# Peace



## Hyperpolyglot

Hi,
What is the pure Korean word for peace that is not Chinese based of 평화?


----------



## boomluck

I am sorry to say this, but there is no pure Korean word for 평화.
However, someone tried to make one using the basic meanings of some pure Korean words. You may find the information here.

In the link above, he is using the word 다스리다(to rule or govern things or people in a peaceful way). Making it a noun form 다슮[다슴], he gave the word similar meaning of 평화.


----------



## Hyperpolyglot

so I just wonder if the Chinese civilization never existed and thus the Korean language has no borrowing or influence from China, there isn't a word for peace?


----------



## boomluck

Hyperpolyglot said:


> so I just wonder if the Chinese civilization never existed and thus the Korean language has no borrowing or influence from China, there isn't a word for peace?

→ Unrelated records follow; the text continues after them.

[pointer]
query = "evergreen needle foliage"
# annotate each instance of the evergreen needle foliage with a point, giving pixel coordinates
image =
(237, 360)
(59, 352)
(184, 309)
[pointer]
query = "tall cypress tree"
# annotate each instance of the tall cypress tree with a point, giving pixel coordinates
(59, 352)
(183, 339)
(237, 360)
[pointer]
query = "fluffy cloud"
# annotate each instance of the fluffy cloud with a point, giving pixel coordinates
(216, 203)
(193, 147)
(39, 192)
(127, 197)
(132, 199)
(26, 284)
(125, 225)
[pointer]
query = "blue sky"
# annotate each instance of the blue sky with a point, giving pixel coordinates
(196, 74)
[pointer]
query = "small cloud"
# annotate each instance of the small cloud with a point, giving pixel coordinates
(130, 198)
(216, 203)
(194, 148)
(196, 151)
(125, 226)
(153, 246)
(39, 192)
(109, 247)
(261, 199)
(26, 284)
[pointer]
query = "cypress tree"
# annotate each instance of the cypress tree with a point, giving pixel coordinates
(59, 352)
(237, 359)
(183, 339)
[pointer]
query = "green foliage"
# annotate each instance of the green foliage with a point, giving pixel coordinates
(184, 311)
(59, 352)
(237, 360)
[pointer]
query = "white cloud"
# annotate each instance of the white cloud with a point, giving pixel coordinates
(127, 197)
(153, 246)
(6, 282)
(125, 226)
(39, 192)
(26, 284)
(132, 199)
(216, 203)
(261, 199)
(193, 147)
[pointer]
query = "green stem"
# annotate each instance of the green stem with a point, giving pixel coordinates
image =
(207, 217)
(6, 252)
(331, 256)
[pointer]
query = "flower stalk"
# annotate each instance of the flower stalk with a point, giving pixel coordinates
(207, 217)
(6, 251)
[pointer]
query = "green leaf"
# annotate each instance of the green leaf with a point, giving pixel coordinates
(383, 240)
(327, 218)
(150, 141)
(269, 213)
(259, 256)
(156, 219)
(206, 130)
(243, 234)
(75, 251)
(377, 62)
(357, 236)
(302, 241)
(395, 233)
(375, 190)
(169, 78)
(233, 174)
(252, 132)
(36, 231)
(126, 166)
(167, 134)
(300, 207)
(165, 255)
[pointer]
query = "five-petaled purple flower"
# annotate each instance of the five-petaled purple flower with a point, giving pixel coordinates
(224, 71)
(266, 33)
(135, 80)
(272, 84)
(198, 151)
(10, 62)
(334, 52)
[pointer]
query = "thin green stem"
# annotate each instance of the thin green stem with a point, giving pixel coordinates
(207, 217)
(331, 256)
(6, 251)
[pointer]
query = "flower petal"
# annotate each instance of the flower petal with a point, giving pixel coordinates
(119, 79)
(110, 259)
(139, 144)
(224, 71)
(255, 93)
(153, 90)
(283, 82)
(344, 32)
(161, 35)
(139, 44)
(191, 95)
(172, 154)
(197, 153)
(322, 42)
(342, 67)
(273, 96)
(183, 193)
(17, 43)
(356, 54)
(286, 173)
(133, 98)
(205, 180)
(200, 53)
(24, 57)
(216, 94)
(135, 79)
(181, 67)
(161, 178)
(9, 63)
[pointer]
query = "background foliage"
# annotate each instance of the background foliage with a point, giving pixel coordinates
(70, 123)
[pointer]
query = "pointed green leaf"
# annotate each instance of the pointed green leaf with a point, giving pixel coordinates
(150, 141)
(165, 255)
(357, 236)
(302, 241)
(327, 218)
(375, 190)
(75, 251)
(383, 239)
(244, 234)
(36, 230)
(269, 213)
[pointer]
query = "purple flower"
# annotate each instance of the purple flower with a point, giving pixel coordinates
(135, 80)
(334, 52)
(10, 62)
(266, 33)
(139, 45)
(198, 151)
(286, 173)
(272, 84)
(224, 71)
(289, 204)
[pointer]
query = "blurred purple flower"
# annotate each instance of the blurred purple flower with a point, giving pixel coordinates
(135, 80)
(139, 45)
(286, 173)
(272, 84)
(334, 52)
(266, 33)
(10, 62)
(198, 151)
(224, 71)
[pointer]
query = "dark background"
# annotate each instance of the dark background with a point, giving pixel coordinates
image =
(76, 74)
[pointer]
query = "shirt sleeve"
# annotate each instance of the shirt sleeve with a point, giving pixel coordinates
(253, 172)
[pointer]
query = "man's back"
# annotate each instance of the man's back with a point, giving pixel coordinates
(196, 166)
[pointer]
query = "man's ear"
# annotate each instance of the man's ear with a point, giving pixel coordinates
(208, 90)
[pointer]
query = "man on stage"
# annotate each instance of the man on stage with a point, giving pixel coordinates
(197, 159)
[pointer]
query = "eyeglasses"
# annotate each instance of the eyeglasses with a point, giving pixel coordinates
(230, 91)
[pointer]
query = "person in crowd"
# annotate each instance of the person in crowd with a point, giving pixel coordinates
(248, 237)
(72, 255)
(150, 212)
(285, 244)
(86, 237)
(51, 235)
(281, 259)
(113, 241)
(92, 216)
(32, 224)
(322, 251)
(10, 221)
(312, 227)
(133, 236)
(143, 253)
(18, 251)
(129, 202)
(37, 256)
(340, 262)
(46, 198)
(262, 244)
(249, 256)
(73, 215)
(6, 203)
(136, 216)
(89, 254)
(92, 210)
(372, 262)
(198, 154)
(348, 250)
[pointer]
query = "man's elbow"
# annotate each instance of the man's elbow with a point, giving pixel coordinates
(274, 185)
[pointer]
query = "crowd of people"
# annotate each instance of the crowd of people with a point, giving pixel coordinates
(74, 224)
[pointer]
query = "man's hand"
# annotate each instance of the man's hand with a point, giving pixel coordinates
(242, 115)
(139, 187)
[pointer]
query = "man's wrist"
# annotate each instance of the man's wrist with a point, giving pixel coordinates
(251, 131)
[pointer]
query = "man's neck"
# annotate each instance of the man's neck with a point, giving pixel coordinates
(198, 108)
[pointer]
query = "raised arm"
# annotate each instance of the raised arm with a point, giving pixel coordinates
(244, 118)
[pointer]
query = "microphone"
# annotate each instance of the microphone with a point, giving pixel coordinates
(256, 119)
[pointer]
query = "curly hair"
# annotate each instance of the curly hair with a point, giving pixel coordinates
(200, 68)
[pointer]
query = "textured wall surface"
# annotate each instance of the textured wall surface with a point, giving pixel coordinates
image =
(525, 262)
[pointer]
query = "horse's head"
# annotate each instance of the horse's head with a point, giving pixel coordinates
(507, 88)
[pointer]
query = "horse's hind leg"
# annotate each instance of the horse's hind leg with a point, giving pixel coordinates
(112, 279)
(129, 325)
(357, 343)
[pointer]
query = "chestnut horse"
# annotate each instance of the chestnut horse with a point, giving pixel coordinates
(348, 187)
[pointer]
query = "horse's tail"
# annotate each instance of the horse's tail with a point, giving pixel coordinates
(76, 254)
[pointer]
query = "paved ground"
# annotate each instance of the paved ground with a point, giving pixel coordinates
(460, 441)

Uhm, that is more like historical thing which I am not good at. 

As far as I know, Chinese civilization had advanced before Korean’s. It’s only been about 650 years for 한글 to be invented and released. Doing little bit of research, I found that 한글 was first introduced in 1443. But 한글 itself would not be the main language because it was new and didin’t have many words at that time. I think it was merely about pronunciation and letter system. So, Koreans borrowed Chinese character because it had meanings, but with the lettering and pronunciating system of 한글. Therefore, 평화 became the word meaning ‘peace’ in Korean. 

To put it shortly, China had influenced (still influencing or maybe interacting) Korea, and that is why we have many chinese based words that do not have equivalents in pure Korean. And in this case, there is no pure Korean word for 평화.

I hope this was what you were looking for.


----------



## Hyperpolyglot

yes thanks for the detailed information


----------



## Curiosity777

'너누룩하다',  '고자누룩하다', '구순하다' 이 세가지 단어가 순우리말로써 '평화'라는 단어를 대체 할 수 있으나, 저런 단어를 쓰거나 아는 사람은 없으므로 쓸 일은 없을 겁니다.


----------